There is a lot of good advice in the other posts, but so many are laden with other people's baggage filling in your missing data. Let me condense it for you to a real solution
I have set up high availability systems that are currently handling 18TB traffic a month, with many millions of page views, with systems that you can literally unplug the server handling the load and have a hiccup of less than a second. And I have done this with 2 servers.
Your 1000 visitors a day is something one server could handle the traffic for, as long as we aren't talking something boutique like streaming live HD video. But that is only half your problem - you want to be able to survive a catastrophie on that machine (someone accidentally kicking the power cord, etc).
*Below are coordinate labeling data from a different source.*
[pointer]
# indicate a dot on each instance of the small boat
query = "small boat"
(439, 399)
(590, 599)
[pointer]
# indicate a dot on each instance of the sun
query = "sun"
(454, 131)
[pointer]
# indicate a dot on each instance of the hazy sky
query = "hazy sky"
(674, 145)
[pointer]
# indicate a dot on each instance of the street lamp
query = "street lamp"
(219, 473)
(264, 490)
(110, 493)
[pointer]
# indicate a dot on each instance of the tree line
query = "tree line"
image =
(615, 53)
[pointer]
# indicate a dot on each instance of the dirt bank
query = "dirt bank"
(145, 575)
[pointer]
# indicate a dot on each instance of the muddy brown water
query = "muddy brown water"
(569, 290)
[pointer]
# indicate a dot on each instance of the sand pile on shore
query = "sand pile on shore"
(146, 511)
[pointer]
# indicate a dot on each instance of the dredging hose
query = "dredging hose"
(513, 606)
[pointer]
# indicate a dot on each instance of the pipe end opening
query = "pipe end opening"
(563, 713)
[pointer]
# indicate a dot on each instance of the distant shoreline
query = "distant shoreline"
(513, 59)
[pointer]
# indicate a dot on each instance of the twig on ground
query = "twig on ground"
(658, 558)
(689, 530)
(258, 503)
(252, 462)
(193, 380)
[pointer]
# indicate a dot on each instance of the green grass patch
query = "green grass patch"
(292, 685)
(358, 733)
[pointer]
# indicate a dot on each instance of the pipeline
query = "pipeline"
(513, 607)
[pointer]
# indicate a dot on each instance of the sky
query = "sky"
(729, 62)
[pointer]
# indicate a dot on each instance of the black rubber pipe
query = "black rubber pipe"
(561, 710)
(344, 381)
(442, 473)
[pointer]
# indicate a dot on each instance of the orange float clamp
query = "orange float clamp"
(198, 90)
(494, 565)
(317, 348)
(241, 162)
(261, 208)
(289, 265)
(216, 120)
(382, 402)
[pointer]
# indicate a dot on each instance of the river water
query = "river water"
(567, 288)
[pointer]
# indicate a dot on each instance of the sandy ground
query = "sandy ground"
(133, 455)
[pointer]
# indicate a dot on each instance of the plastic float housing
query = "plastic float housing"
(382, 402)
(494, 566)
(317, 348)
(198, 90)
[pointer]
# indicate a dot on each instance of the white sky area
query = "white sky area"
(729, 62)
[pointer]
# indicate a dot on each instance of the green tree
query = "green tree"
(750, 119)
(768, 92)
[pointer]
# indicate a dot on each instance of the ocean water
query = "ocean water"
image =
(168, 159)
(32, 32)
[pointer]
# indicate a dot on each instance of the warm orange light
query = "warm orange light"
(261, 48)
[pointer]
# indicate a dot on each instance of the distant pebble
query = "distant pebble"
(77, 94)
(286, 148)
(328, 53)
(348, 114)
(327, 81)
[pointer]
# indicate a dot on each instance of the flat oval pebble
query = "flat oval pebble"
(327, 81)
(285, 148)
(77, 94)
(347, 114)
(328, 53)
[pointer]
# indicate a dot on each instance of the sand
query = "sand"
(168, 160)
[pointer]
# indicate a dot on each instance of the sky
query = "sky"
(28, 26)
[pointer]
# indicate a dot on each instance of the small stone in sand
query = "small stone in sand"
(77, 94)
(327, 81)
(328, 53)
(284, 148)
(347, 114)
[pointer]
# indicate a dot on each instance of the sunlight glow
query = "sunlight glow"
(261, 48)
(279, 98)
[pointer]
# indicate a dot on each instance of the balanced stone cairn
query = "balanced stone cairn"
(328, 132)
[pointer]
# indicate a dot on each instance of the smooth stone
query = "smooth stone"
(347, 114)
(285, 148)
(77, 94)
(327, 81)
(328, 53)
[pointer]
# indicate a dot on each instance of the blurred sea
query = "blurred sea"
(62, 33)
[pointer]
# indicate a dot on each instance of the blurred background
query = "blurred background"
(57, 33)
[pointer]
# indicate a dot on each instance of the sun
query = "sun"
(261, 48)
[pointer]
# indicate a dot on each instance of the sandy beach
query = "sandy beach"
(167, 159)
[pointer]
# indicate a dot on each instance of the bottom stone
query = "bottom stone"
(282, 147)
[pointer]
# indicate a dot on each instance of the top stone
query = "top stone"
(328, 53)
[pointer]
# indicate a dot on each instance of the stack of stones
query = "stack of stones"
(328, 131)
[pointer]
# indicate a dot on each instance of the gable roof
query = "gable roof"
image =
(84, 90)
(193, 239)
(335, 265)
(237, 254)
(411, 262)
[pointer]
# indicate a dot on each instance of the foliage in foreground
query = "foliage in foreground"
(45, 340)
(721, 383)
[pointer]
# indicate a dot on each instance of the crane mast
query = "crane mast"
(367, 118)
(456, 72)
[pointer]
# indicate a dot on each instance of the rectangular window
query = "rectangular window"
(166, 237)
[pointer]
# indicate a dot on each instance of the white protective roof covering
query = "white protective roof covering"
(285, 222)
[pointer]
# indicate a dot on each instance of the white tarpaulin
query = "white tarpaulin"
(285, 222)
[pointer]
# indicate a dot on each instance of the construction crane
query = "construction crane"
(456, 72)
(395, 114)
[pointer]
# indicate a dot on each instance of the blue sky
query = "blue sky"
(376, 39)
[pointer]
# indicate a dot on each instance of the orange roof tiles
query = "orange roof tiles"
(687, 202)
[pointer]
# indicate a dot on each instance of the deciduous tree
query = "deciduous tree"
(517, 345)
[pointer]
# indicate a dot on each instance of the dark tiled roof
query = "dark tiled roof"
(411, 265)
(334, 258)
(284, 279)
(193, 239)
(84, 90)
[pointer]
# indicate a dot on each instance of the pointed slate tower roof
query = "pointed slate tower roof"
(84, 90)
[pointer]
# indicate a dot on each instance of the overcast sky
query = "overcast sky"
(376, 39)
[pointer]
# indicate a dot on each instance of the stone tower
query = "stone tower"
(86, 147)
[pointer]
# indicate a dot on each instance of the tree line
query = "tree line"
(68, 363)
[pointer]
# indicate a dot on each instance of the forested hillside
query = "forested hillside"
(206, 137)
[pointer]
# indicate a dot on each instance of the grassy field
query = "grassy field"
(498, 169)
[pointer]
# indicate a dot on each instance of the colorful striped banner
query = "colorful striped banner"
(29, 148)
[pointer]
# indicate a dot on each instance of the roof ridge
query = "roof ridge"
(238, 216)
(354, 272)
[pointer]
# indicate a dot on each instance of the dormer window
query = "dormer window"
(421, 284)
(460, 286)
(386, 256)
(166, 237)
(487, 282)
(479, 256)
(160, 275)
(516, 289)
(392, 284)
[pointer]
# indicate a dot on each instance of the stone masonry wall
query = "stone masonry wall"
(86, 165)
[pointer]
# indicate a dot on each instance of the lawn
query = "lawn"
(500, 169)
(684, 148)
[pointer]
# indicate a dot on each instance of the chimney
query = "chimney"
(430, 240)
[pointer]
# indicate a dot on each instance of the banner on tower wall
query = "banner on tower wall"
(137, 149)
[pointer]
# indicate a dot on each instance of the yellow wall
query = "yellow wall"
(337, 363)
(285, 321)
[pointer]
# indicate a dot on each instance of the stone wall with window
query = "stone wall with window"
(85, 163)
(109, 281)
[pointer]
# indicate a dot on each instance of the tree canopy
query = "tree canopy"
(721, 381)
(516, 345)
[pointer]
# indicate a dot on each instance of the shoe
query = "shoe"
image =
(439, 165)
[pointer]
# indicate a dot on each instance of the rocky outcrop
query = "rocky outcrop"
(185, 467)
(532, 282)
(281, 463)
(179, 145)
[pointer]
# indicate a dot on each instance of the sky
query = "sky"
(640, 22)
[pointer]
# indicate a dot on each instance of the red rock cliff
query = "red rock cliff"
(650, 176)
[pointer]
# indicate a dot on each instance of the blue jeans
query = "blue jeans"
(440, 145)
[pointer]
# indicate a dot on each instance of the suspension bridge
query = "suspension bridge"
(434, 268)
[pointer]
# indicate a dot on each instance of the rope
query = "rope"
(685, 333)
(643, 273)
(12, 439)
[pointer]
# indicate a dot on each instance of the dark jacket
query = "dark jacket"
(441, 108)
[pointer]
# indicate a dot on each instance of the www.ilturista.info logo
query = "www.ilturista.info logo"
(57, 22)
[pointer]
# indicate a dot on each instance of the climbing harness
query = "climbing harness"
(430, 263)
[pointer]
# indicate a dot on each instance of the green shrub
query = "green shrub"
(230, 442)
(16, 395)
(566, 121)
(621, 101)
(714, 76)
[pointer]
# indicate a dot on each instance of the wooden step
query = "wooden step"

First, I would suggest you do not want to handle this hardware yourself. I have worked with ServerBeach and RimuHosting, and would gladly recommend either for this setup. You can handle everything else though.
Second, you want two machines, pretty much anything in ServerBeach's category 3 will handle what you need.
Third, you need them in a particular configuration:
1) You want them each to have a publicly available IP (the references the box), then you want a floating IP between them (that will be the IP your web address uses). More about that IP later.
2) You want the two machines to have a second network card, and have a private network between them. (used for heartbeat and disk replication - see below)
3) you want to set up HALinux and DRBD.
HALinux is a software solution that will run on both boxes. One box is your 'primary' and the other is 'secondary'. The secondary box watches the primary one, and if the primary one fails for any reason, the secondary one takes over for it. It does this by pinging it as often as you specify (perhaps multiple times a second), and if it doesn't answer, it takes over its IP address. You see, that floating IP address I mentioned earlier resolves to the first machine, but the second machine can take it over (for this to work, they have to be on the same router). The downtime here is less than a second.
So that is all well and good, but the second machine needs to be able to run just like the first one. This is where drbd comes in.
DRBD is like Raid mirroring, but for two hard drives in separate machines. Everything written to one hard drive must also be written to the second for the write to be successful. Over a prigate Gig-e network, in my testing, the drives suffer about a 22-25% performance hit. All data - the database, the deployed applications, even the config files for all my services sit on this shared drive. If the first machine fails, the second machine has all the data it needs to take over the job.
I have set up exactly this setup more than once. And despite everyone here laughing at your "1000 users" figure, high availability isn't about scalability - your 1000 users might be worrying about something so important this setup is peanuts to them compared to the lost time if you have to spend 15 minutes jerking around with a server problem. I enjoy working on these systems because I can fix problems outside of a crisis mode, since there is always a machine ready to go.
If you'd like help with this, or if you'd even like someone to set it up and host it for you, I'd be happy to help. (dbock at codesherpas dot com)
Don't spend your money on purchasing 2-6 servers... seriously - look into what 2 decent machines in this setup will cost at ServerBeach, and also think how much easier this will be if they handle all the physical stuff for you. The configuration details are something you can handle yourself, and it is not that hard if you are comfortable at a command line prompt.